Thy very weeds are beautiful; thy wastes
More rich than other lands' fertility;
Thy wreck a glory, and thy ruin grand."

In this unfortunate yet illustrious land, ever fresh to travellers, ever
to be hallowed in spite of revolutions and assassinations, of popes and
priests, of semi-infidel artists and cynical savants, of beggars and
tramps, of filthy hotels and dilapidated villas, Madame de Stael
lingered more than a year, visiting every city which has a history and
every monument which has antiquity; and the result of that journey was
"Corinne,"--one of the few immortal books which the heart of the world
cherishes; which is as fresh to-day as it was nearly one hundred years
ago,--a novel, a critique, a painting, a poem, a tragedy; interesting to
the philosopher in his study and to the woman in her boudoir, since it
is the record of the cravings of a great soul, and a description of what
is most beautiful or venerated in nature or art.
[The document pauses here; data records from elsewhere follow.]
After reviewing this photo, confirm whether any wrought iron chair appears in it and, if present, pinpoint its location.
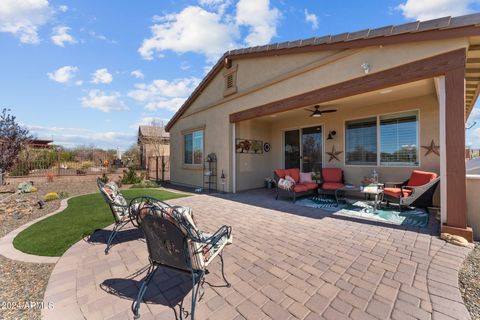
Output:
[97,178,139,254]
[132,197,232,319]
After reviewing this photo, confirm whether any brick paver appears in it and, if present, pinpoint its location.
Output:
[42,190,470,320]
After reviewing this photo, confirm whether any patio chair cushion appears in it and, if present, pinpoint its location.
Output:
[286,168,300,183]
[300,182,318,190]
[322,182,345,190]
[277,178,294,190]
[383,188,412,198]
[407,170,438,187]
[285,174,296,184]
[293,183,308,192]
[300,172,313,183]
[273,169,287,179]
[322,168,343,182]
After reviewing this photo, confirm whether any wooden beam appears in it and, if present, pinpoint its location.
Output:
[468,44,480,51]
[230,49,465,122]
[442,68,471,240]
[466,68,480,74]
[467,58,480,63]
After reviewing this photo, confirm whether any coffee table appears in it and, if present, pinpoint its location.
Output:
[335,183,383,213]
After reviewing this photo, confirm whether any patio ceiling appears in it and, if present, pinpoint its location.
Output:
[256,79,435,122]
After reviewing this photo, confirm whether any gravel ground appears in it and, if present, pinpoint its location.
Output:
[458,242,480,320]
[0,177,103,319]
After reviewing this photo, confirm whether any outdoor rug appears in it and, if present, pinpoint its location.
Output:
[296,197,429,228]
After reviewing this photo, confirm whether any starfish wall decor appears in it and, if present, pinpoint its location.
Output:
[422,139,440,156]
[327,145,343,162]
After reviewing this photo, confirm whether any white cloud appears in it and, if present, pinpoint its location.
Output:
[235,0,281,46]
[47,66,78,84]
[138,0,281,63]
[25,125,136,148]
[80,90,128,112]
[305,9,318,30]
[180,61,192,70]
[131,117,169,128]
[130,69,144,79]
[396,0,478,20]
[0,0,54,43]
[90,68,113,84]
[138,6,237,60]
[86,29,118,44]
[128,77,200,112]
[50,26,77,47]
[198,0,232,15]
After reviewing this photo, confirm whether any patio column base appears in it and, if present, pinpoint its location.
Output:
[442,224,473,242]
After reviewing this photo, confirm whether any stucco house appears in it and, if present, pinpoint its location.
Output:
[137,125,170,170]
[166,14,480,239]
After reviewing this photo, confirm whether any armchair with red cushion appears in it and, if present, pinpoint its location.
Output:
[383,170,440,210]
[322,168,345,192]
[273,168,318,202]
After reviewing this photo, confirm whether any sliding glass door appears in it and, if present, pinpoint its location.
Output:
[284,126,322,172]
[283,130,300,169]
[301,126,322,172]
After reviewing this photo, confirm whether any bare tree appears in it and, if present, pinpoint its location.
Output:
[149,120,170,180]
[0,108,32,185]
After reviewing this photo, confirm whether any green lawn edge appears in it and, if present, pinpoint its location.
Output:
[13,188,189,257]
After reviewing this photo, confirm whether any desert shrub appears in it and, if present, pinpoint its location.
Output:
[43,192,60,201]
[122,167,145,184]
[9,165,30,176]
[100,173,108,183]
[130,181,160,189]
[58,191,69,199]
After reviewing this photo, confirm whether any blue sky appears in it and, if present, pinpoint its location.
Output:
[0,0,480,149]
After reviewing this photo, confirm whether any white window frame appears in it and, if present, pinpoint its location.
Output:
[182,127,205,169]
[343,108,421,168]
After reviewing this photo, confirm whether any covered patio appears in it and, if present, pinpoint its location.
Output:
[230,46,478,241]
[42,189,469,320]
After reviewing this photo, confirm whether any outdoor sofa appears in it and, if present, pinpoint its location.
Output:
[273,168,318,202]
[383,170,440,210]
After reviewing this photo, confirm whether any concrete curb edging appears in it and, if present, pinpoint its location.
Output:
[0,198,71,263]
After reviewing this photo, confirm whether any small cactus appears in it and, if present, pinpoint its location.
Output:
[44,192,60,201]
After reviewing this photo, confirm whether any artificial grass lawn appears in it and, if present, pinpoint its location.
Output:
[13,189,187,257]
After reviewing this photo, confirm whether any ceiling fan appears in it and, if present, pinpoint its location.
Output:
[305,104,337,118]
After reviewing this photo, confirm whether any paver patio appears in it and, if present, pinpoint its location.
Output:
[42,190,470,320]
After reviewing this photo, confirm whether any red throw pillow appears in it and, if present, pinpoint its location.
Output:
[274,169,287,178]
[407,170,437,187]
[322,168,342,183]
[287,168,300,183]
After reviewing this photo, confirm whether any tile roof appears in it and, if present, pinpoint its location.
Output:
[138,126,170,138]
[165,13,480,131]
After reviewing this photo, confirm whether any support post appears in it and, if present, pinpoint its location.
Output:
[440,67,473,242]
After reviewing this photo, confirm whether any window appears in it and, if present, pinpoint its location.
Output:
[380,112,418,166]
[345,111,419,167]
[184,130,203,164]
[345,118,377,165]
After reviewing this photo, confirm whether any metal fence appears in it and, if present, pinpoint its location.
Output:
[147,156,170,181]
[8,149,114,177]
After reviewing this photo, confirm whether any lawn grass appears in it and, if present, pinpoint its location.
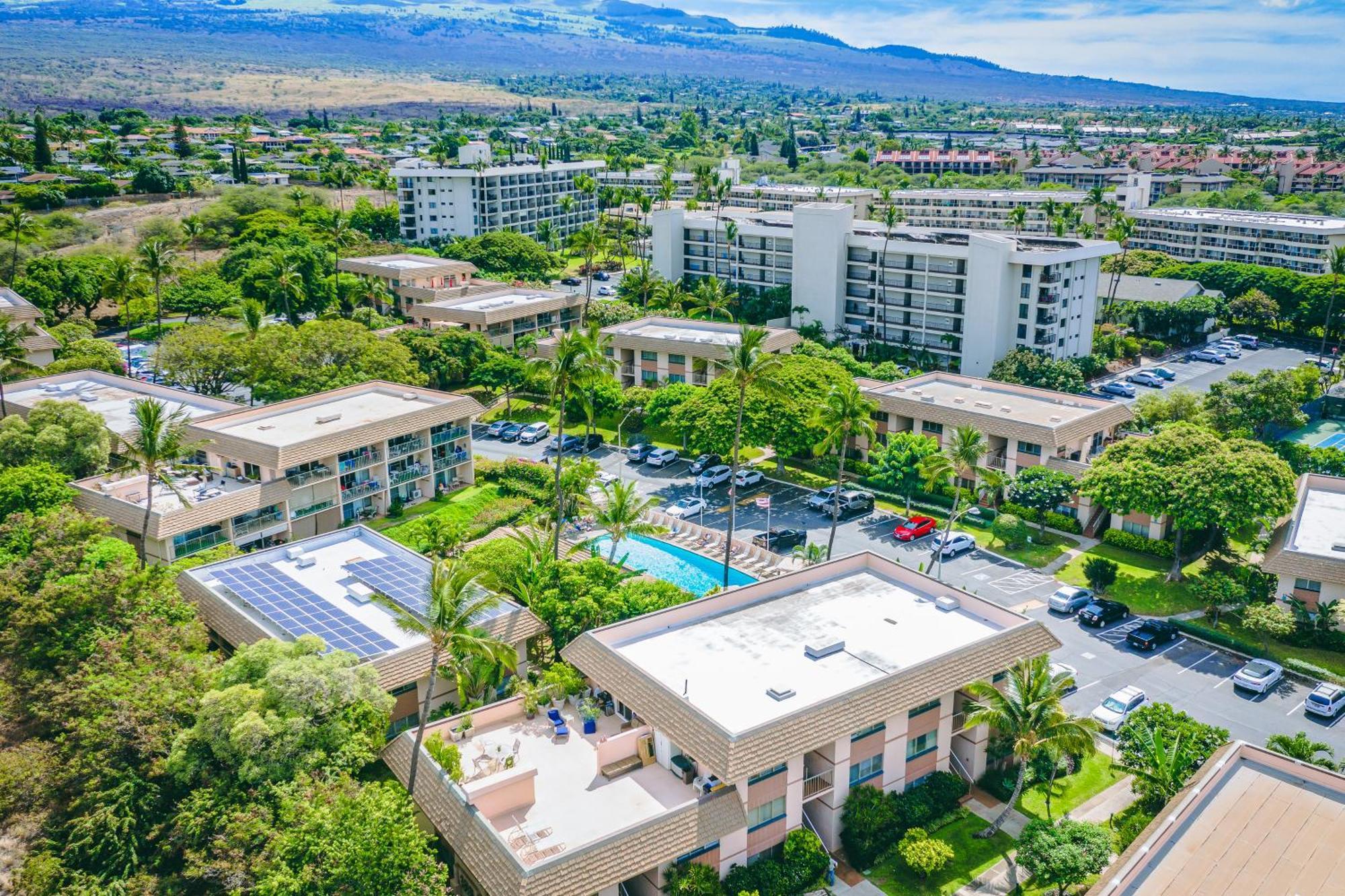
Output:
[1017,752,1126,818]
[869,815,1014,896]
[1056,545,1205,616]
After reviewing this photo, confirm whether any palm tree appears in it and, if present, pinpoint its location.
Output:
[691,276,737,321]
[812,379,892,560]
[1266,731,1336,771]
[529,329,615,560]
[374,560,518,794]
[0,317,38,417]
[589,481,662,564]
[920,426,990,579]
[0,206,42,284]
[963,657,1098,840]
[714,324,784,588]
[118,398,204,568]
[140,239,178,339]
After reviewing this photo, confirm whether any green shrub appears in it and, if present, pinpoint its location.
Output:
[1102,529,1173,560]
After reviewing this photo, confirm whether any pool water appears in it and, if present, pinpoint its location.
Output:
[588,536,756,598]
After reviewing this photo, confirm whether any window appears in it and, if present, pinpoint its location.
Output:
[748,797,784,830]
[850,754,882,787]
[907,731,939,760]
[907,697,943,719]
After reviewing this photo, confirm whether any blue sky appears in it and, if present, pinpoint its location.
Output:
[678,0,1345,101]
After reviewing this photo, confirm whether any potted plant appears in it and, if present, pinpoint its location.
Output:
[580,697,603,735]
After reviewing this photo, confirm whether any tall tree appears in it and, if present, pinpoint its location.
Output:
[814,380,878,560]
[964,657,1098,840]
[714,324,783,588]
[374,560,518,797]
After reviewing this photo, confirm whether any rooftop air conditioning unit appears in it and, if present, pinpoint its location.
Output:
[803,641,845,659]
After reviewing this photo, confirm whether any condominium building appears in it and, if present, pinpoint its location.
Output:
[64,374,482,563]
[391,144,607,242]
[537,317,802,387]
[0,286,61,367]
[890,190,1096,234]
[383,553,1059,896]
[1130,208,1345,274]
[338,254,584,348]
[1262,474,1345,611]
[650,203,1118,376]
[859,371,1132,532]
[178,526,546,733]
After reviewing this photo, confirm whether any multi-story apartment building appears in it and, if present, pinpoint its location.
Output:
[338,254,584,348]
[1262,474,1345,611]
[873,149,1013,175]
[859,371,1132,530]
[391,144,607,242]
[650,203,1118,376]
[1130,208,1345,274]
[178,526,546,733]
[0,286,61,367]
[383,553,1059,896]
[51,371,482,563]
[876,188,1096,234]
[537,317,802,386]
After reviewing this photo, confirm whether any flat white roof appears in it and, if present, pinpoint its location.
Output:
[612,569,1002,733]
[1289,487,1345,561]
[202,386,455,448]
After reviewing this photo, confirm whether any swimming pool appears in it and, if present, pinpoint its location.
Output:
[588,536,756,598]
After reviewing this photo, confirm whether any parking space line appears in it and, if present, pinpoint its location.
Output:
[1177,650,1219,676]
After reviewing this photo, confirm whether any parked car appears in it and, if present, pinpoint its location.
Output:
[1046,663,1079,694]
[518,422,551,445]
[1233,659,1284,694]
[1126,619,1181,650]
[644,448,678,467]
[625,441,654,464]
[687,455,724,477]
[933,532,976,559]
[1091,685,1149,735]
[1079,598,1130,626]
[695,464,733,489]
[892,517,939,541]
[1046,585,1093,614]
[1303,681,1345,719]
[733,470,765,489]
[663,497,710,518]
[1126,370,1163,389]
[752,529,808,555]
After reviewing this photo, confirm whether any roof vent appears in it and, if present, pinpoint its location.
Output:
[803,641,845,659]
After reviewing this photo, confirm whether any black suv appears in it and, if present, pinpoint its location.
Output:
[1126,619,1177,650]
[1079,599,1130,626]
[752,529,808,555]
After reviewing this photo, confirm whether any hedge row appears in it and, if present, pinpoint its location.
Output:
[1102,529,1173,560]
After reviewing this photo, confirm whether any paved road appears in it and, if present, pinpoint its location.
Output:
[475,430,1345,756]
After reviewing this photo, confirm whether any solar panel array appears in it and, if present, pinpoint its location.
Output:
[204,564,397,659]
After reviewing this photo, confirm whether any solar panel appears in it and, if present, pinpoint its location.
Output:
[214,564,397,659]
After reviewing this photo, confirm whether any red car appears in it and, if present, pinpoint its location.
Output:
[892,517,939,541]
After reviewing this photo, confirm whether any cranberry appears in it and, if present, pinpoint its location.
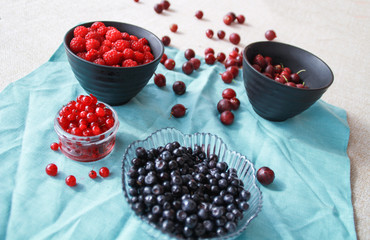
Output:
[195,10,203,19]
[265,30,276,41]
[222,88,236,99]
[89,170,97,179]
[220,111,234,125]
[230,97,240,111]
[182,61,194,75]
[189,58,200,70]
[154,3,163,14]
[50,143,59,151]
[162,36,171,46]
[172,81,186,95]
[229,33,240,45]
[99,167,109,178]
[204,53,216,65]
[171,104,186,118]
[154,73,166,87]
[184,48,195,60]
[45,163,58,177]
[257,167,275,185]
[164,58,176,70]
[65,175,76,187]
[206,29,213,38]
[217,98,231,113]
[236,14,245,24]
[170,23,178,32]
[217,30,226,39]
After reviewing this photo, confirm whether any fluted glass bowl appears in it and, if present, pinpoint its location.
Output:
[122,128,262,240]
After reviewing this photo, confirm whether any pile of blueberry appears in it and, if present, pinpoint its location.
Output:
[127,142,250,238]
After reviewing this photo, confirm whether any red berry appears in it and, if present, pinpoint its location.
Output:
[171,104,186,118]
[257,167,275,185]
[265,30,276,41]
[222,88,236,99]
[154,73,166,87]
[220,111,234,125]
[65,175,76,187]
[89,170,97,179]
[229,33,240,45]
[195,10,203,19]
[99,167,109,177]
[50,143,59,151]
[45,163,58,176]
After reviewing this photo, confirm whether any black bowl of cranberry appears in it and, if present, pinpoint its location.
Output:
[243,41,334,121]
[64,21,164,105]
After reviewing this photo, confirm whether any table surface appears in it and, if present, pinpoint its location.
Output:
[0,0,370,239]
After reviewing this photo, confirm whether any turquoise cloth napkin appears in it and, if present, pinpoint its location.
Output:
[0,46,356,240]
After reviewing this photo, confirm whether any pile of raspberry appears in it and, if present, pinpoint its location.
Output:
[57,94,115,137]
[69,22,154,67]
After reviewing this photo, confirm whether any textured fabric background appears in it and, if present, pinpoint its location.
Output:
[0,0,370,239]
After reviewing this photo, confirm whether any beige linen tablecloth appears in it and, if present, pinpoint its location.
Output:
[0,0,370,239]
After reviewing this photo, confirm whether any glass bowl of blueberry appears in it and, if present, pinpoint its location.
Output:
[122,128,262,239]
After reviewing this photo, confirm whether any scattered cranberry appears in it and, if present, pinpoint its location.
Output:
[222,88,236,99]
[204,53,216,65]
[265,30,276,41]
[195,10,203,19]
[172,81,186,95]
[154,3,163,14]
[170,23,178,32]
[171,104,186,118]
[154,73,166,87]
[99,167,109,178]
[65,175,76,187]
[220,111,234,125]
[45,163,58,177]
[182,61,194,75]
[229,33,240,45]
[164,58,176,70]
[206,29,213,38]
[257,167,275,185]
[50,143,59,151]
[217,30,226,39]
[189,58,201,70]
[184,48,195,60]
[162,36,171,46]
[89,170,98,179]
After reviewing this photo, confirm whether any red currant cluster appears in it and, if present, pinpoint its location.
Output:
[217,88,240,125]
[252,54,308,88]
[45,163,109,187]
[57,94,115,137]
[69,22,154,67]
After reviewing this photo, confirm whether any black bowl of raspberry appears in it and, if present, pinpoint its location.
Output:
[64,21,164,105]
[243,41,334,121]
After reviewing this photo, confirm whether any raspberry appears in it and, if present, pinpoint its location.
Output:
[122,59,137,67]
[134,51,144,63]
[69,37,86,53]
[73,26,89,38]
[113,39,130,52]
[86,38,100,51]
[94,58,105,65]
[103,49,120,65]
[123,48,134,59]
[105,29,122,42]
[85,49,99,62]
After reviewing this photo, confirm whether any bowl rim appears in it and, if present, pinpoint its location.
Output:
[54,101,120,144]
[121,127,263,240]
[63,21,164,70]
[243,41,334,91]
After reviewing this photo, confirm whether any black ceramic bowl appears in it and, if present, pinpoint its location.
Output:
[64,21,164,105]
[243,42,334,121]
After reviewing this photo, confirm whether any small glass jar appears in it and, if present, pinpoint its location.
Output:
[54,103,119,162]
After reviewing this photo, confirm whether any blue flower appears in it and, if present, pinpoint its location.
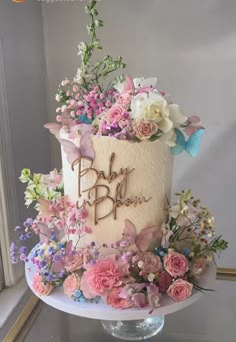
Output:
[20,234,27,241]
[48,246,54,254]
[51,234,57,241]
[46,274,53,282]
[79,114,93,125]
[79,296,87,303]
[39,249,45,256]
[26,232,33,239]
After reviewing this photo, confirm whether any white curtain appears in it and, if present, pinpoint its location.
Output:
[0,40,23,288]
[0,246,4,292]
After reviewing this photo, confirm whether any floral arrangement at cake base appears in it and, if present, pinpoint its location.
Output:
[10,175,227,311]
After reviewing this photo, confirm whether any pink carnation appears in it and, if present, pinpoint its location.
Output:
[167,279,193,302]
[81,255,129,299]
[107,104,125,122]
[64,252,84,272]
[32,273,53,296]
[164,252,189,277]
[138,252,162,273]
[106,288,133,309]
[63,273,80,297]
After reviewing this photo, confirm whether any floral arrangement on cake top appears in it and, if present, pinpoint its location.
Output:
[45,1,204,156]
[10,176,227,311]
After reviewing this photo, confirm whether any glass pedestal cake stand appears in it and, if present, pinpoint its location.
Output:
[25,244,216,341]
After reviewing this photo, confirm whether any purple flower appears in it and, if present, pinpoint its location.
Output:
[26,232,33,239]
[20,253,27,261]
[46,274,53,282]
[25,217,33,226]
[10,241,17,252]
[48,247,55,254]
[19,246,27,254]
[11,257,18,264]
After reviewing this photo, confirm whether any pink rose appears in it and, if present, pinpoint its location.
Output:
[117,93,131,109]
[190,257,207,275]
[106,288,133,309]
[158,271,172,293]
[81,255,129,299]
[63,273,80,297]
[167,279,193,302]
[164,252,189,277]
[106,104,125,122]
[138,252,162,273]
[64,252,84,272]
[134,119,158,140]
[32,273,53,296]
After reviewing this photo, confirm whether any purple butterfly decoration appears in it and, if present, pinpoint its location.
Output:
[123,219,159,252]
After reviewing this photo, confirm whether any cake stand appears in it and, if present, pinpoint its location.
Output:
[25,249,216,341]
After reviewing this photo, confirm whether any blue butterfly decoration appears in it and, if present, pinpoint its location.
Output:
[171,128,205,157]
It is the most
wonderful book ever written of Italy,--with faults, of course, but a
transcript of profound sorrows and lofty aspirations. To some it may
seem exaggerated in its transports; but can transports be too highly
colored? Can any words be as vivid as a sensation? Enthusiasm, when
fully expressed, ceases to be a rapture; and the soul that fancies it
has reached the heights of love or beauty or truth, claims to comprehend
the immortal and the infinite.

It is the effort of genius to express the raptures and sorrows of a
lofty but unsatisfied soul, the glories of the imperishable in art and
life, which gives to "Corinne" its peculiar charm. It is the mirror of a
wide and deep experience,--a sort of "Divine Comedy," in which a Dante
finds a Beatrice, not robed in celestial loveliness, coursing from
circle to circle and star to star, explaining the mysteries of heaven,
but radiant in the beauty of earth, and glowing with the ardor of a
human love. Every page is masculine in power, every sentence is
condensed thought, every line burns with passion; yet every sentiment
betrays the woman, seeking to reveal her own boundless capacities of
admiration and friendship, to be appreciated, to be loved with that
fervor and disinterestedness which she was prepared to lavish on the
object of her adoration. No man could have made such revelations,
although it may be given to him to sing a greater song. While no woman
could have composed the "Iliad," or the "Novum Organum," or the
"Critique of Pure Reason," or "Othello," no man could have written
"Corinne" or "Adam Bede."

In painting Corinne, Madame de Stael simply describes herself, as she
did in "Delphine," with all her restless soul-agitations; yet not in too
flattering colors, since I doubt if there ever lived a more impassioned
soul, with greater desires of knowledge, or a more devouring thirst for
fame, or a profounder insight into what is lofty and eternal, than the
author of "Corinne." Like Heloise, she could love but one; yet, unlike
Heloise, she could not renounce, even for love, the passion for
admiration or the fascinations of society. She does not attempt to
disguise the immense sacrifices which love exacts and marriage implies,
but which such a woman as Heloise is proud to make for him whom she
deems worthy of her own exalted sentiments; and she shows in the person
of Corinne how much weakness may coexist with strength, and how timid
and dependent is a woman even in the blaze of triumph and in the
enjoyment of a haughty freedom. She paints the most shrinking delicacy
with the greatest imprudence and boldness, contempt for the opinions and
usages of society with the severest self-respect; giving occasion for
scandal, yet escaping from its shafts; triumphant in the greatness of
her own dignity and in the purity of her unsullied soul. "Corinne" is a
disguised sarcasm on the usages of society among the upper classes in
Madame de Stael's day, when a man like Lord Neville is represented as
capable of the most exalted passion, and almost ready to die for its
object, and at the same time is unwilling to follow its promptings to an
honorable issue,--ready even, at last, to marry a woman for whom he
feels no strong attachment, or even admiration, in compliance with
expediency, pride, and family interests.

But "Corinne" is not so much a romance as it is a description of Italy
itself, its pictures, its statues, its palaces, its churches, its
antiquities, its literature, its manners, and its aspirations; and it is
astonishing how much is condensed in that little book. The author has
forestalled all poets and travellers, and even guidebooks; all
successive works are repetitions or amplifications of what she has
suggested. She is as exhaustive and condensed as Thucydides; and, true
to her philosophy, she is all sunshine and hope, with unbounded faith in
the future of Italy,--an exultant prophet as well as a critical observer.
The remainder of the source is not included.